Esse contexto é reforçado pela ofensiva das autoridades e reguladores chinesas contra empresas de tecnologia no país. Entre elas, o Alibaba, em que o fundo do Softbank detém uma fatia de aproximadamente 25%.
Nessa trilha, o grupo reportou um prejuízo líquido recorde de 1,7 trilhão de ienes (US$ 13,3 bilhões) em seu ano fiscal encerrado em 31 de março. Já o Vision Fund fechou o exercício com uma perda de 2,6 trilhões de ienes (US$ 20,4 bilhões), revertendo o lucro de 4 trilhões de ienes, um ano antes.
Sob esse panorama, o Softbank adotou medidas como a redução dos salários de seus principais executivos.
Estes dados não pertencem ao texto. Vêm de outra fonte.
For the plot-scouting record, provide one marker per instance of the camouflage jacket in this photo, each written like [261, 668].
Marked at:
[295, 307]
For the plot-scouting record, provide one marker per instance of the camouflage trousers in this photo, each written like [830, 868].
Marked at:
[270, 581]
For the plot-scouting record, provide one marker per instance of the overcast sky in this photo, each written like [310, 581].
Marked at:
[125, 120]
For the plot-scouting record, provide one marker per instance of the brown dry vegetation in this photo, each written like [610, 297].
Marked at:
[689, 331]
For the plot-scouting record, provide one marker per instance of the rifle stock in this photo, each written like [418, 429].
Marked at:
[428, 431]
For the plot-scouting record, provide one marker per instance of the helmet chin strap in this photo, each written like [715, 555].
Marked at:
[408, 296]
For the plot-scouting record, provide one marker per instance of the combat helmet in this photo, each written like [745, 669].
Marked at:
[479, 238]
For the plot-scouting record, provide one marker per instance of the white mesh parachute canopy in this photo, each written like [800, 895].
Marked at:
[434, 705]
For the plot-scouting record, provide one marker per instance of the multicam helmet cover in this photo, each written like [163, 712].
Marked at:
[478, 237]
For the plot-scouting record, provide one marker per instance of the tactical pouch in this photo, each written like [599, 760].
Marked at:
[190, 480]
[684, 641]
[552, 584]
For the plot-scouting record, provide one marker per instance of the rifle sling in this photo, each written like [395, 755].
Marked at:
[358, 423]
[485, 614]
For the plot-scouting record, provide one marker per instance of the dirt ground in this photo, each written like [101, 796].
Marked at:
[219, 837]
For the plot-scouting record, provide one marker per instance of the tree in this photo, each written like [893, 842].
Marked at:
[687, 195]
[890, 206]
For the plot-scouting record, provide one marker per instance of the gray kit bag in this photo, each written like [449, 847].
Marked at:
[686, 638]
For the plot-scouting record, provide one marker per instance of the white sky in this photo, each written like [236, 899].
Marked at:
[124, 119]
Esse corte nos vencimentos foi precedido pela recomendação de Son para que o Vision Fund desacelerasse seus investimentos diante da volatilidade dos mercados.
Histórico controverso
O relacionamento de Misra com Masayoshi Son teve início em 2006, quando o executivo ajudou a levantar recursos da ordem de US$ 16 bilhões para que o Softbank fechasse a aquisição de uma operadora de telefonia.
Após cumprir uma trajetória de mais de 20 anos em Wall Street, com passagens por bancos como Deutsche Bank, Merril Lynch e UBS, Misra chegou de fato ao Softbank em 2014. Na época, ele assumiu como head de finanças. Em 2017, passou a liderar o Vision Fund a partir do lançamento da iniciativa.
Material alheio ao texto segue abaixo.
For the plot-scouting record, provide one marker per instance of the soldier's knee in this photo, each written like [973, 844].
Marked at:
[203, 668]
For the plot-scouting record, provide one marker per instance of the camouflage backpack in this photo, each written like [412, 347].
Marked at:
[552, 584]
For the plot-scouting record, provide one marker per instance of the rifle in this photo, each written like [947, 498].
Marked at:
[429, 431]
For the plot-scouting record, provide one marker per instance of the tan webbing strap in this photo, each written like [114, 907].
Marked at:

Com US$ 100 bilhões à disposição em seu primeiro veículo, Misra, à frente do Vision Fund, empilhou um volume substancial de investimentos em startups ao redor do mundo. A relação incluiu diversas empresas brasileiras e latino-americanas. Entre elas, unicórnios como Rappi, QuintoAndar, Kavak e Loft.
Entretanto, essa trajetória não foi marcada apenas por investimentos bem-sucedidos. Um dos pontos contrários envolveu a abertura de capital fracassada da WeWork, no segundo semestre de 2019. Na época, a startup de escritórios compartilhados era a grande estrela do portfólio do Softbank.
A empresa buscava uma avaliação de US$ 47 bilhões no IPO. Mas diversos problemas na operação vieram à tona, o que desencadeou a suspensão do processo e a queda vertiginosa no valuation da startup, além de diversos questionamentos sobre a estratégia de investimentos do grupo japonês.
A WeWork só concretizou sua abertura de capital, por meio de uma Special Purpose Acquisition Company (SPAC), em outubro de 2021, quando foi avaliada em US$ 8 bilhões. Listada na Bolsa de Nova York, a empresa vale atualmente US$ 3,9 bilhões.
Outras polêmicas e controvérsias marcaram a passagem de Misra pelo Softbank. Em 2020, por exemplo, o The Wall Street Journal revelou uma suposta trama construída pelo executivo, a partir de 2015, para sabotar dois executivos que ele julgava serem empecilhos à sua ascensão no grupo.
Os alvos eram Nikeshi Arora, que ocupou, entre outras posições, a presidência do Softbank, e Alok Sama, executivo com passagens na liderança da operação em Londres.
Com base em documentos e depoimentos de pessoas familiarizadas com a “estratégia” de Misra, o jornal americano publicou que o executivo teria contratado, por exemplo, uma empresa privada de inteligência para investigar Arora e Sama.
Como parte desse plano, Misra contratou, inclusive, uma agência de relações públicas para cavar espaço na mídia a partir da divulgação de qualquer descoberta constrangedora para a mídia. Fruto dessa trama ou não, o fato é que a dupla deixou o grupo. Arora, em 2016, e Sama, três anos depois.